Hukuman fisik berdampak rasa marah, malu, takut dan tidak percaya diri. Anak yang memperoleh hukuman fisik dapat pula kehilangan rasa percaya pada orang dewasa yang menghukumnya berulang kali. Hukuman fisik juga mengajari anak bahwa kekerasan adalah cara wajar untuk membuat orang lain mengikuti keinginan kita. Mereka dapat meneruskannya sebagai pelaku perisakan (bullying) pada teman, atau kekerasan dalam rumah tangga saat dewasa.
Disiplin positif adalah pendekatan untuk guru dan orang tua dalam membimbing perilaku anak. Dengan disiplin positif, guru dan orang tua diharapkan memperhatikan dahulu kebutuhan psikologis dan emosional anak sebelum memperhatikan perubahan perilaku. Tujuan disiplin positif adalah membantu anak mengembangkan rasa tanggung jawab untuk membuat keputusan yang baik dan penuh pertimbangan. Disiplin positif membantu anak belajar disiplin dengan motivasi dari dalam dirinya sendiri, bukan karena takut kepada orang lain.
BACA JUGA:
Dalam disiplin positif, anak dikenalkan pada konsekuensi atas perbuatannya. Jika perbuatannya tidak baik, anak mendapat konsekuensi sesuai perilakunya. Konsekuensi yang disepakati anak dan guru atau orang tua, bukan hal-hal yang memalukan atau berbau kekerasan. Misal, anak menumpahkan gelas berisi kopi ke atas karpet. Konsekuensinya, dia harus membersihkan dan mengeringkan karpet itu.

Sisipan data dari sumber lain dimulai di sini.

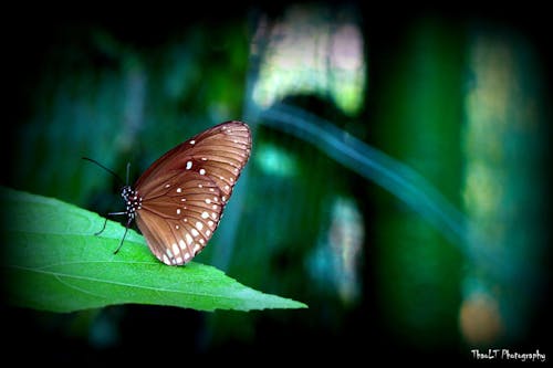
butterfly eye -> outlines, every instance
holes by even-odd
[[[125,186],[126,211],[111,214],[126,214],[126,230],[136,220],[165,264],[186,264],[213,235],[250,153],[248,125],[219,124],[163,155],[134,188]]]

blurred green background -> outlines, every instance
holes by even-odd
[[[473,360],[551,351],[551,57],[539,10],[356,2],[43,19],[7,43],[2,185],[106,213],[229,119],[253,150],[196,261],[305,311],[3,306],[42,359]]]

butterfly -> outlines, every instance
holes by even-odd
[[[134,186],[124,186],[121,196],[126,210],[108,214],[127,217],[125,235],[135,220],[163,263],[186,264],[204,250],[219,225],[251,146],[251,130],[242,122],[221,123],[199,133],[158,158]]]

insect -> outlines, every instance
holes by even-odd
[[[136,220],[159,261],[168,265],[190,262],[219,225],[232,188],[250,158],[251,144],[248,125],[226,122],[163,155],[134,187],[127,178],[121,192],[126,210],[108,213],[127,217],[125,234],[114,253]]]

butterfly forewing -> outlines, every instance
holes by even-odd
[[[185,264],[206,246],[250,150],[248,126],[222,123],[169,150],[137,180],[136,222],[161,262]]]

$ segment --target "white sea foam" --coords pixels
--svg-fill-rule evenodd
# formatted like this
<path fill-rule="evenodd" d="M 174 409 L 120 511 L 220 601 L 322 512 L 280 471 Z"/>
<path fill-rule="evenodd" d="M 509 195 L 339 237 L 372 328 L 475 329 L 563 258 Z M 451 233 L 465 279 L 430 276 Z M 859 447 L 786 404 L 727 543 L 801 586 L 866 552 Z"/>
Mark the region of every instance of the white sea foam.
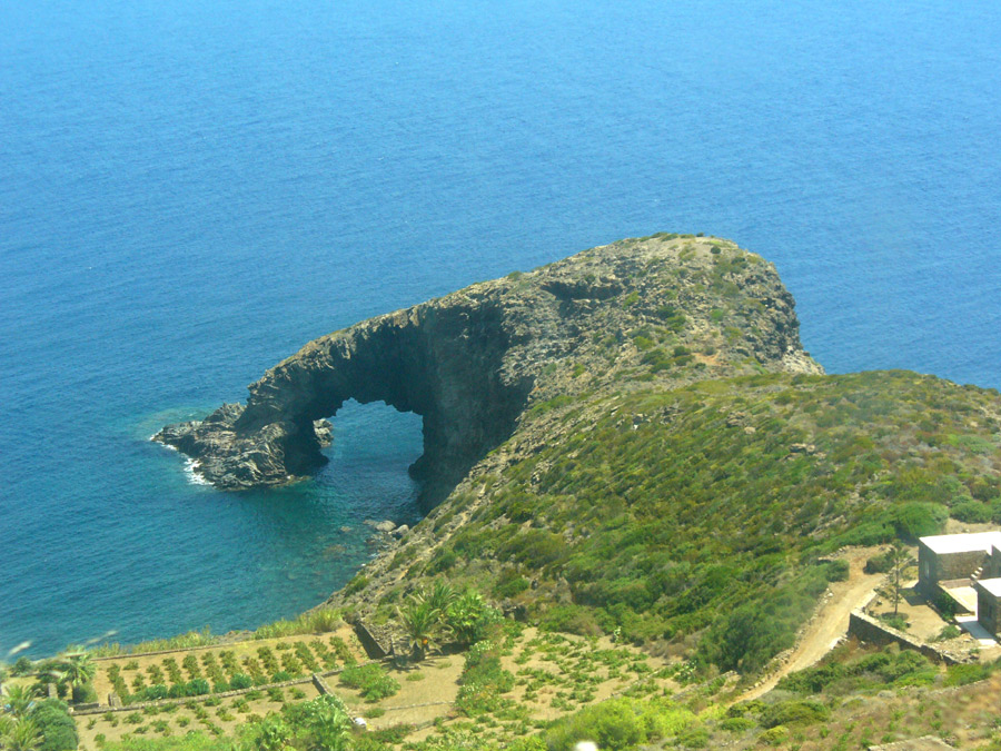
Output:
<path fill-rule="evenodd" d="M 188 482 L 192 485 L 211 485 L 211 483 L 198 472 L 198 462 L 192 458 L 185 460 L 185 474 L 188 475 Z"/>

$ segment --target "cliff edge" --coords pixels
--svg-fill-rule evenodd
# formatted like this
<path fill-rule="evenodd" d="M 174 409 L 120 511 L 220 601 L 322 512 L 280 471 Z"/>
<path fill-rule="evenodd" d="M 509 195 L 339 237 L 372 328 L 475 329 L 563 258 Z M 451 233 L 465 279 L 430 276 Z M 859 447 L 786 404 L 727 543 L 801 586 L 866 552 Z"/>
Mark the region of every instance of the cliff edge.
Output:
<path fill-rule="evenodd" d="M 255 384 L 246 406 L 155 437 L 220 490 L 321 466 L 347 399 L 424 418 L 412 473 L 435 505 L 535 405 L 763 372 L 820 374 L 774 266 L 712 237 L 660 234 L 475 284 L 315 339 Z"/>

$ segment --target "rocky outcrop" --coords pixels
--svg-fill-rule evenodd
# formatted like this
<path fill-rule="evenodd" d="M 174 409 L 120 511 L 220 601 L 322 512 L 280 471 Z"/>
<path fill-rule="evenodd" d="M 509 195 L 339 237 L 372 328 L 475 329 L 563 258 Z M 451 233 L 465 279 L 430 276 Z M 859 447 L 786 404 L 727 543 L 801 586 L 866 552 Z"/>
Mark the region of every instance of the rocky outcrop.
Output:
<path fill-rule="evenodd" d="M 440 500 L 526 409 L 636 379 L 822 373 L 800 346 L 774 267 L 717 238 L 657 235 L 585 250 L 307 344 L 201 422 L 153 439 L 216 487 L 287 483 L 326 460 L 326 418 L 347 399 L 424 418 L 426 505 Z"/>

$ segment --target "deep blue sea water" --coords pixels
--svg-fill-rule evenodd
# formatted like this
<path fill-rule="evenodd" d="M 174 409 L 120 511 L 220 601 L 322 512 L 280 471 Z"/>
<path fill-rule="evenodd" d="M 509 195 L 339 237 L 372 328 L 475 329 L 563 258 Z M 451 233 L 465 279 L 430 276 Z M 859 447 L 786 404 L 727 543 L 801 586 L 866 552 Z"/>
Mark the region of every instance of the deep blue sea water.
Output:
<path fill-rule="evenodd" d="M 252 628 L 413 520 L 418 418 L 221 494 L 146 438 L 308 339 L 658 230 L 829 370 L 1001 386 L 997 0 L 0 3 L 0 658 Z M 341 530 L 341 527 L 350 527 Z"/>

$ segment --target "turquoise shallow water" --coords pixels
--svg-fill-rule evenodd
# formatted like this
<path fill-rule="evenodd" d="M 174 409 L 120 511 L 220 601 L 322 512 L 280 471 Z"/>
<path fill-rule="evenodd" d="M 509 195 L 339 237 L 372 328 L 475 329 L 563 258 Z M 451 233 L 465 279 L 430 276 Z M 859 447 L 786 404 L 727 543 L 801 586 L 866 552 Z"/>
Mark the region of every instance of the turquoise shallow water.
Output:
<path fill-rule="evenodd" d="M 317 335 L 620 237 L 774 260 L 833 372 L 1001 386 L 994 2 L 40 0 L 0 28 L 0 654 L 318 602 L 361 521 L 413 517 L 416 418 L 339 415 L 316 482 L 245 495 L 146 437 Z"/>

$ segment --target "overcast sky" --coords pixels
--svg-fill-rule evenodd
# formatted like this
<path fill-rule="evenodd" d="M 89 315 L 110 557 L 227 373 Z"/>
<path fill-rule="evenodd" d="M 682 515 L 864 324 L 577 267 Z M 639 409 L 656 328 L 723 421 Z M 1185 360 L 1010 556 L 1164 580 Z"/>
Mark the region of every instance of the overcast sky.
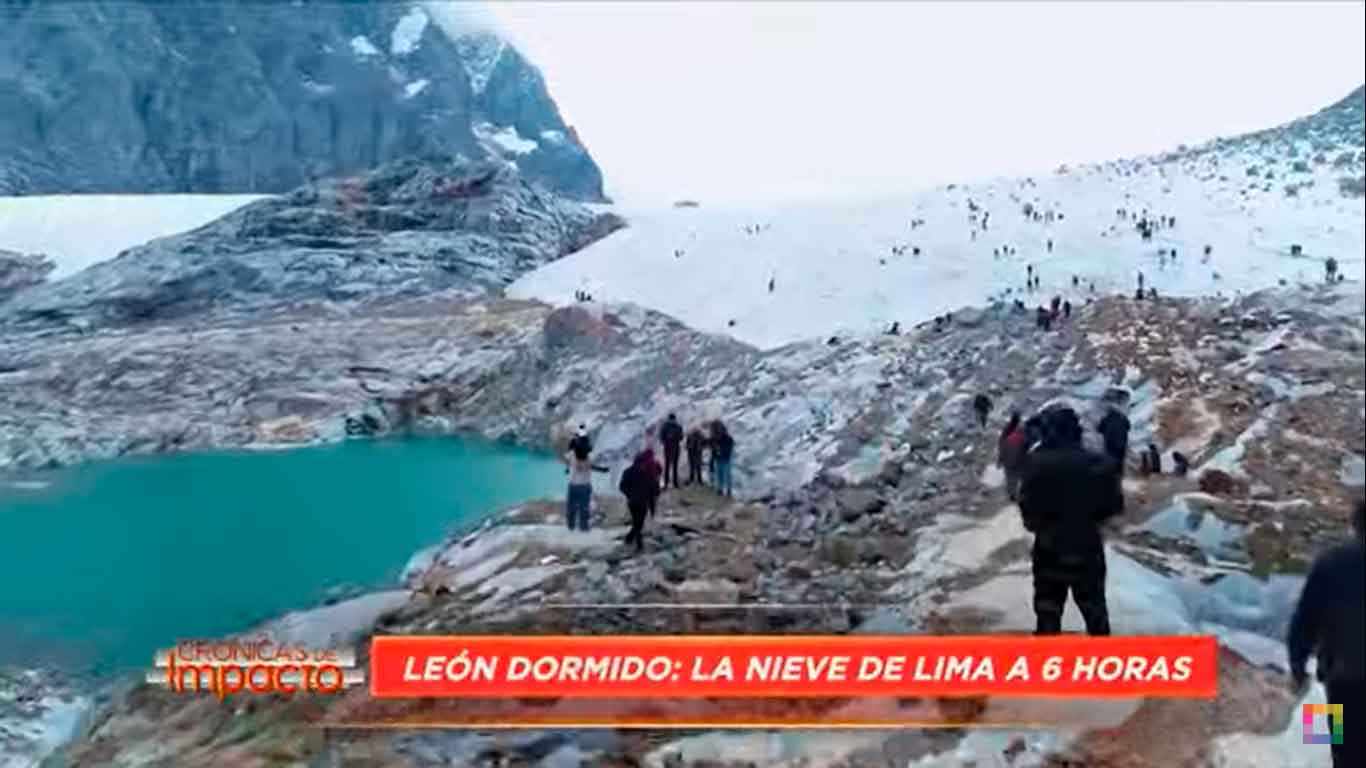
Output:
<path fill-rule="evenodd" d="M 1362 85 L 1363 3 L 497 3 L 623 202 L 1158 152 Z"/>

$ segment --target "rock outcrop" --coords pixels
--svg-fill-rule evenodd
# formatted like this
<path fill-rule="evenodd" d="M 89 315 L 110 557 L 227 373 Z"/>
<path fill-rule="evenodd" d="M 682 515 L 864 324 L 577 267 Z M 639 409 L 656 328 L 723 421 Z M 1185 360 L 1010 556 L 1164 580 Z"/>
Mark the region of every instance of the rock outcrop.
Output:
<path fill-rule="evenodd" d="M 41 254 L 0 250 L 0 303 L 41 284 L 55 268 L 52 260 Z"/>
<path fill-rule="evenodd" d="M 428 153 L 602 175 L 541 74 L 454 4 L 0 7 L 0 194 L 283 193 Z"/>
<path fill-rule="evenodd" d="M 479 295 L 620 225 L 494 161 L 399 160 L 29 290 L 0 310 L 0 324 L 89 328 L 223 307 Z"/>

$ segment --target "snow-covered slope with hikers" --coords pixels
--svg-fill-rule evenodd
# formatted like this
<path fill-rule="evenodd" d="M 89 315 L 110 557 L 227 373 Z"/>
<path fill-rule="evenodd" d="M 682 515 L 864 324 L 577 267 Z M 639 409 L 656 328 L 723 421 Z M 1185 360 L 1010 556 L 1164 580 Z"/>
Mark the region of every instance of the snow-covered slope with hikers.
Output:
<path fill-rule="evenodd" d="M 1194 149 L 897 198 L 623 210 L 627 230 L 510 295 L 564 303 L 587 291 L 775 347 L 999 298 L 1082 303 L 1093 283 L 1097 295 L 1132 294 L 1139 272 L 1162 295 L 1233 295 L 1322 280 L 1333 257 L 1359 282 L 1362 104 L 1358 89 L 1317 115 Z M 1145 213 L 1175 224 L 1145 241 Z M 1027 265 L 1040 288 L 1020 297 Z"/>

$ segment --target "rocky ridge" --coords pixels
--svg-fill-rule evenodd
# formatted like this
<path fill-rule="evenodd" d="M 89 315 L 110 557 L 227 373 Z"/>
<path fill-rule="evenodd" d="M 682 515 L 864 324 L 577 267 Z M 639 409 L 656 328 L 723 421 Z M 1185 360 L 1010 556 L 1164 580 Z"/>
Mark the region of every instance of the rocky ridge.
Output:
<path fill-rule="evenodd" d="M 0 250 L 0 303 L 46 280 L 55 266 L 42 254 Z"/>
<path fill-rule="evenodd" d="M 90 328 L 225 306 L 482 295 L 622 225 L 499 163 L 398 160 L 128 249 L 0 306 L 0 324 Z"/>
<path fill-rule="evenodd" d="M 414 712 L 354 697 L 234 712 L 139 689 L 104 711 L 68 757 L 101 765 L 1243 765 L 1240 756 L 1292 724 L 1294 702 L 1276 671 L 1292 573 L 1341 536 L 1347 499 L 1359 492 L 1363 318 L 1355 286 L 1305 286 L 1236 301 L 1104 298 L 1050 335 L 1033 332 L 1029 313 L 996 306 L 955 313 L 938 333 L 926 327 L 766 353 L 630 306 L 489 298 L 320 303 L 250 321 L 225 312 L 83 335 L 29 331 L 0 340 L 0 355 L 18 361 L 5 374 L 16 385 L 0 389 L 8 399 L 0 414 L 26 415 L 0 421 L 8 436 L 0 456 L 14 470 L 403 429 L 545 447 L 589 421 L 604 461 L 619 465 L 668 411 L 688 421 L 719 415 L 739 436 L 744 499 L 667 496 L 645 556 L 626 556 L 616 541 L 624 515 L 612 499 L 594 511 L 597 533 L 574 537 L 559 530 L 557 508 L 527 504 L 415 558 L 408 596 L 372 601 L 332 630 L 1027 631 L 1029 540 L 1000 491 L 994 430 L 968 417 L 971 395 L 990 392 L 999 414 L 1068 400 L 1091 421 L 1098 403 L 1123 389 L 1134 444 L 1156 436 L 1191 456 L 1195 470 L 1127 484 L 1130 507 L 1109 544 L 1113 622 L 1121 633 L 1218 634 L 1225 685 L 1214 704 L 1076 702 L 1050 715 L 1052 735 L 343 737 L 305 723 Z M 555 608 L 671 601 L 717 608 Z M 776 603 L 824 608 L 758 608 Z M 1000 723 L 1018 722 L 1022 707 L 885 705 L 919 719 Z M 820 707 L 837 712 L 840 702 Z M 1156 731 L 1165 737 L 1160 748 Z"/>
<path fill-rule="evenodd" d="M 540 71 L 455 4 L 0 7 L 0 194 L 284 193 L 433 152 L 602 200 Z"/>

Di Indonesia, pendekatan disiplin positif di sekolah masih terbilang baru. Sebagai orang tua murid, Anda dapat mendorong penggunaan disiplin positif ini melalui beberapa cara, melansir Parenting, Rabu, 3 November, yaitu;
Kenali pendekatan disiplin di sekolah anak. Anda dapat mengobrol dan bertanya pada kepala sekolah dan guru kelas anak anda, cara-cara apa yang mereka terapkan untuk menerapkan disiplin di sekolah.
Jadikan diri Anda partner sekolah. Jelaskan pada anak bahwa peraturan sekolah harus dipatuhi meskipun mungkin berbeda dengan peraturan di rumah. Tunjukkan rasa hormat Anda pada guru dan sekolah di hadapan anak.
Anda harus menerima fakta bahwa Anda tidak dapat mengetahui segala hal di sekolah. Guru dan sekolah terlibat kode etik untuk tidak membicarakan perihal murid yang bukan anak Anda dengan Anda. Hal ini juga untuk menghindari perisakan dan prasangka.
Jika sekolah belum mengenal atau menggunakan disiplin positif, Anda bersama Komite Sekolah dapat mengatur sebuah seminar atau pelatihan mengenai disiplin positif yang dapat dihadiri orang tua dan guru.